テントに入ってきた人影に、レナは驚いた。
「マーロウさん?! やだ! ずぶ濡れじゃないですか!」
急いでタオルを手に掛けよる。
そんなレナには目もくれず、ウルはテントの中を見渡した。
先ほど立ち寄った医療棟程では無いが、テントの中で身を寄せ合うように座っている多くの怪我人達。
ウルは、彼らに深々と頭を下げた。
髪から水が流れ、ウルの顔を伝って地面へと落下していく。
テントの中が静まりかえり、屋根を打つ雨の音だけが木霊した。
「……すまなかった……」
消えそうな声で、絞り出すように言葉を紡ぐウル。
「余計な事をしてしまった。無駄に怪我人を増やしてしまった…」
あの時、無理にモンスターを町の外へ誘導したせいで、建物から崩れ落ちた石片が町人達を直撃した。

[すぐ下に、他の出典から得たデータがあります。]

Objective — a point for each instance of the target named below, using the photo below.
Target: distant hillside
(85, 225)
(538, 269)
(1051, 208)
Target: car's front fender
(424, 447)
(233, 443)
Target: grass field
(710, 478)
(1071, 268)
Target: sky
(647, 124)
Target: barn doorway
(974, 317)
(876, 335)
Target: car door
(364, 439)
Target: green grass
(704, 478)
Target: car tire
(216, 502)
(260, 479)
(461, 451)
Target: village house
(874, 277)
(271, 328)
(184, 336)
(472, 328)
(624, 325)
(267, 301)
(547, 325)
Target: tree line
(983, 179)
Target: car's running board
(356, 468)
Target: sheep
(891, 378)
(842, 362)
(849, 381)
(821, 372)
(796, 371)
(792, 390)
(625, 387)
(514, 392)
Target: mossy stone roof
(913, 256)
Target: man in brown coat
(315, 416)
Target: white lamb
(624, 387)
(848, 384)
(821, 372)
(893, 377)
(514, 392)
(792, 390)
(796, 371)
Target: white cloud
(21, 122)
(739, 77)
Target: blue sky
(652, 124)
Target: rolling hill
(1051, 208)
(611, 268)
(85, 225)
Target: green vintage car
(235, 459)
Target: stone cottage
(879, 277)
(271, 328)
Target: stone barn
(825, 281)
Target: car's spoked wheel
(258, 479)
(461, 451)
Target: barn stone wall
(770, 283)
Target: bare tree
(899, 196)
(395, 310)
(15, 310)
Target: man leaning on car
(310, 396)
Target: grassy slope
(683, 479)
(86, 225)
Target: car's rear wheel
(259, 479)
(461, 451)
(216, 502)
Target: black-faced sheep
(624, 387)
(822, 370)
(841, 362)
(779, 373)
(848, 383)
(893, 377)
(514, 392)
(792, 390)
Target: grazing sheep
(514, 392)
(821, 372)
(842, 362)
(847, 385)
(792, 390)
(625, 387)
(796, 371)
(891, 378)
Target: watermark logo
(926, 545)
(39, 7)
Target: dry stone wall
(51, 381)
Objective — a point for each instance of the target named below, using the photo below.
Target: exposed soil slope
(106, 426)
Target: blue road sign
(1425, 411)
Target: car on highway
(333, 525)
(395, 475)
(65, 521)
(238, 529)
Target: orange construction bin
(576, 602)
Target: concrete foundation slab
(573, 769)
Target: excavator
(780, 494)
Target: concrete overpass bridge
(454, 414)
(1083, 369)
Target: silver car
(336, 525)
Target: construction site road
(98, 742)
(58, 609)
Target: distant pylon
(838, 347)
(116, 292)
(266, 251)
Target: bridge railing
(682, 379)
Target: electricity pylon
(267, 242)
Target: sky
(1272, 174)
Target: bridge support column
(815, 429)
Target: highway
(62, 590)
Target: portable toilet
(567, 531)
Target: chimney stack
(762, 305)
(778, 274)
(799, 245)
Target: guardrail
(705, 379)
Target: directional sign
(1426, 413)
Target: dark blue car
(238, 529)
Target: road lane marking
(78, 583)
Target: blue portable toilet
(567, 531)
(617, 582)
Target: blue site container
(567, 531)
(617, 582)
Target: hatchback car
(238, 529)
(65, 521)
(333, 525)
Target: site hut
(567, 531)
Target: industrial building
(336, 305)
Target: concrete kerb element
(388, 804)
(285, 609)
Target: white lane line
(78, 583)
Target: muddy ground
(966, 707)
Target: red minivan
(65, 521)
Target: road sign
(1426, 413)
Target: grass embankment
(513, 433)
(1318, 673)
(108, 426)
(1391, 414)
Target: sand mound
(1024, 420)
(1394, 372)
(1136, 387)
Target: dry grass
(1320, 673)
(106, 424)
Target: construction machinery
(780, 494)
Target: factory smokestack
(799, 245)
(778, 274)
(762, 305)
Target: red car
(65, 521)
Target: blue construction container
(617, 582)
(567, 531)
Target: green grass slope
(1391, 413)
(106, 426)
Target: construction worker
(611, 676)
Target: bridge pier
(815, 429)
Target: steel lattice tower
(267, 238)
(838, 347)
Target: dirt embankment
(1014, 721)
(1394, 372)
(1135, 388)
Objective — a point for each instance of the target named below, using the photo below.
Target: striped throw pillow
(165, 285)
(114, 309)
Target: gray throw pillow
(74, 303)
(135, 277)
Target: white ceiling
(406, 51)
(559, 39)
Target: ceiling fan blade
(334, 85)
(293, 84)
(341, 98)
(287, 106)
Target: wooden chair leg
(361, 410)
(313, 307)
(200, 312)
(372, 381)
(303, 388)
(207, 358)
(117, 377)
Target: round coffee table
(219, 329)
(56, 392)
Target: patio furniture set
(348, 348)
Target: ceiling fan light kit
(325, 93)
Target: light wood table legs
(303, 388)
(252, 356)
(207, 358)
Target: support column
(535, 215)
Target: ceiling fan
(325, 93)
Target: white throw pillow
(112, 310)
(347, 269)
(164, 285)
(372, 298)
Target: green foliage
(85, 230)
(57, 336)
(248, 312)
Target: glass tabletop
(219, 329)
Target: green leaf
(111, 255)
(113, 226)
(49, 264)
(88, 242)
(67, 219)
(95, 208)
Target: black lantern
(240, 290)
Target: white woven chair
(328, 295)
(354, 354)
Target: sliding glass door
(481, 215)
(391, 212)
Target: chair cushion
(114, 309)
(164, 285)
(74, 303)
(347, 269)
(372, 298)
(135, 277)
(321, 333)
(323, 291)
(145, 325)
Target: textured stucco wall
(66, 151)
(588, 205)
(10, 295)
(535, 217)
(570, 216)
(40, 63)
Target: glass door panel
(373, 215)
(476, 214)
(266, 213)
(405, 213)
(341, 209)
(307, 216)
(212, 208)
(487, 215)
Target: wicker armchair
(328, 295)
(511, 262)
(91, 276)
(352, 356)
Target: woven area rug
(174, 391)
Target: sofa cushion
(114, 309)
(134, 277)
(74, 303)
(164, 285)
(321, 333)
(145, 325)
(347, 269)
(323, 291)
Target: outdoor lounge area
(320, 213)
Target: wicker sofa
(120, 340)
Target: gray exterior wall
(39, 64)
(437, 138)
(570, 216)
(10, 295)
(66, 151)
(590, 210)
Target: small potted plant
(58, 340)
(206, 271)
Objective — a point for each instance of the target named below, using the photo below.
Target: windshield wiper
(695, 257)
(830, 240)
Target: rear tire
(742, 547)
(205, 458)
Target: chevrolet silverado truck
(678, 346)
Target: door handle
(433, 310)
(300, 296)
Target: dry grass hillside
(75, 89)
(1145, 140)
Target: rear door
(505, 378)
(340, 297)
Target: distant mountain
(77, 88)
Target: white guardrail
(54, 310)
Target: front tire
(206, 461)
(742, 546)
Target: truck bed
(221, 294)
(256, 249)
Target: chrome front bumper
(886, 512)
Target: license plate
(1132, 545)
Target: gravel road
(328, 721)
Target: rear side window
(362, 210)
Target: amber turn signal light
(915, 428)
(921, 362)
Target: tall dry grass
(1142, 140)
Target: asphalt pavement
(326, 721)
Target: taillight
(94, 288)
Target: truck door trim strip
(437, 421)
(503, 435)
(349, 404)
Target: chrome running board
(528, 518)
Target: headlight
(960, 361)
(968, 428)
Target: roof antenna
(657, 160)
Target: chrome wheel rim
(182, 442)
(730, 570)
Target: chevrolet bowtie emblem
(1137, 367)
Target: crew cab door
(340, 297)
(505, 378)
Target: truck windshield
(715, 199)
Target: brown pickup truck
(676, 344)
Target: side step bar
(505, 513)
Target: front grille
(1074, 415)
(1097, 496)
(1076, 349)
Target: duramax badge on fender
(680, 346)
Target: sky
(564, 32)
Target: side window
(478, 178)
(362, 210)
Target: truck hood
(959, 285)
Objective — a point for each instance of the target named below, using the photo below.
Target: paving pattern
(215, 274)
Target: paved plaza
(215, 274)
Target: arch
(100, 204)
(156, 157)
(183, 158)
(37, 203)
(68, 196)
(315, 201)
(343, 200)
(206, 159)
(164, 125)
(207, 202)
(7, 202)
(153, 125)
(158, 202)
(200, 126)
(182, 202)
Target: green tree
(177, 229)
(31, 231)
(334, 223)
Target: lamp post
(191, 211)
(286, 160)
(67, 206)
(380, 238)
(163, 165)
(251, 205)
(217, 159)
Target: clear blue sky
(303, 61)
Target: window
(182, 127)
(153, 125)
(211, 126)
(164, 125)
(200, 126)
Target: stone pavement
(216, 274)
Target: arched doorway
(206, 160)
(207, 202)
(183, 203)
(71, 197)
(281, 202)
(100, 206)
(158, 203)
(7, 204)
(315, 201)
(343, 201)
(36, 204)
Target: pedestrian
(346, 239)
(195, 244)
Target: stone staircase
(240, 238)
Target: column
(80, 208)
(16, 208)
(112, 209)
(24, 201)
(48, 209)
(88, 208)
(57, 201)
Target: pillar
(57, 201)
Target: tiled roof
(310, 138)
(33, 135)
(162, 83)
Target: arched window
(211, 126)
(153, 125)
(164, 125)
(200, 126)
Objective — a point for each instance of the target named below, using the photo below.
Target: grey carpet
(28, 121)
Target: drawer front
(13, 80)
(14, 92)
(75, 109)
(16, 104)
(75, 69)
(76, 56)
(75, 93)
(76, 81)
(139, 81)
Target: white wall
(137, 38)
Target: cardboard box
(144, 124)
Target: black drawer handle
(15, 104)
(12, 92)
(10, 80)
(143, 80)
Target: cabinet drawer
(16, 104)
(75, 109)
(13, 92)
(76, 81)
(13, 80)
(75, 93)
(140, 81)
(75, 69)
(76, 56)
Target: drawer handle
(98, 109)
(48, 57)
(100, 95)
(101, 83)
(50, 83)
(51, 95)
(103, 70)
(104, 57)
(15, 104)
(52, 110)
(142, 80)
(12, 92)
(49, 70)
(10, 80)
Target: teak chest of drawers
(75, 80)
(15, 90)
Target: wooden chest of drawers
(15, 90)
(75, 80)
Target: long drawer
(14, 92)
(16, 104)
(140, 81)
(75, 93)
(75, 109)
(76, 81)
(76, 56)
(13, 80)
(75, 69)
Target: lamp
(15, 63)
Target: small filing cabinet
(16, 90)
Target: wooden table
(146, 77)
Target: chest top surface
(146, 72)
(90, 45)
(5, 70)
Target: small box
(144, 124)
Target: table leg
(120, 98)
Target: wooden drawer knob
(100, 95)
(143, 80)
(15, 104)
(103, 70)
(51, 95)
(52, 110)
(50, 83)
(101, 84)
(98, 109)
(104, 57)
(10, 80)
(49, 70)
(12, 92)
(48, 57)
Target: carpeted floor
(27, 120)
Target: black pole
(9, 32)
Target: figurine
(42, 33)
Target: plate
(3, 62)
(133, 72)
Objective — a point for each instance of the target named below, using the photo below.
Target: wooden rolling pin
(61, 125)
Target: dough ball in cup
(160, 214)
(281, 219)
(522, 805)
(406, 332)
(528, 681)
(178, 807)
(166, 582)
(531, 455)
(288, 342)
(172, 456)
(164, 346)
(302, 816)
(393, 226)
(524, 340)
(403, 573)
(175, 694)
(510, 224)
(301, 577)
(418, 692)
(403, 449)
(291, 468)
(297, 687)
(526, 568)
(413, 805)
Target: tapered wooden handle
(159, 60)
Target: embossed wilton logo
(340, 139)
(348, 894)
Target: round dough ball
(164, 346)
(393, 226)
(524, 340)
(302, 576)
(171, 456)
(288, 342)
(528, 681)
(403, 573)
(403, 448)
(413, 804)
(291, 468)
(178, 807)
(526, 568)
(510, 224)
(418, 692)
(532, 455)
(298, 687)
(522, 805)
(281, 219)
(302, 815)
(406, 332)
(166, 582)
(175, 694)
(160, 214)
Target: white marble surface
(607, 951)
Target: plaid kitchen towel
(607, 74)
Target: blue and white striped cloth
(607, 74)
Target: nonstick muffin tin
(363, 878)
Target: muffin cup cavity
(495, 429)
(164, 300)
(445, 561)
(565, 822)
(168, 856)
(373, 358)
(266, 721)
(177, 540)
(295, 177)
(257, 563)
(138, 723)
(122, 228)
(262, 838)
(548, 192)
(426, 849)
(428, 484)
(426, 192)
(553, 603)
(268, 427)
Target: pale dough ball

「俺がしゃしゃり出なければ、少なくともこんなに多くの怪我人は出なかった……」
少なくともウルはそう思っている。
「本当にドラゴンが現れるとは思っていなかったんだ。あいつなら……ラーマなら、町を壊さず、怪我人も出さず救ってくれていたかもしれないのに……」
朝からウルは医療棟に赴き、怪我人が収容された病室一つ一つを周り頭を下げていた。
少し震えている肩は、寒さのせいだろうか……それとも……。
頭を下げているウルの顔は見えない。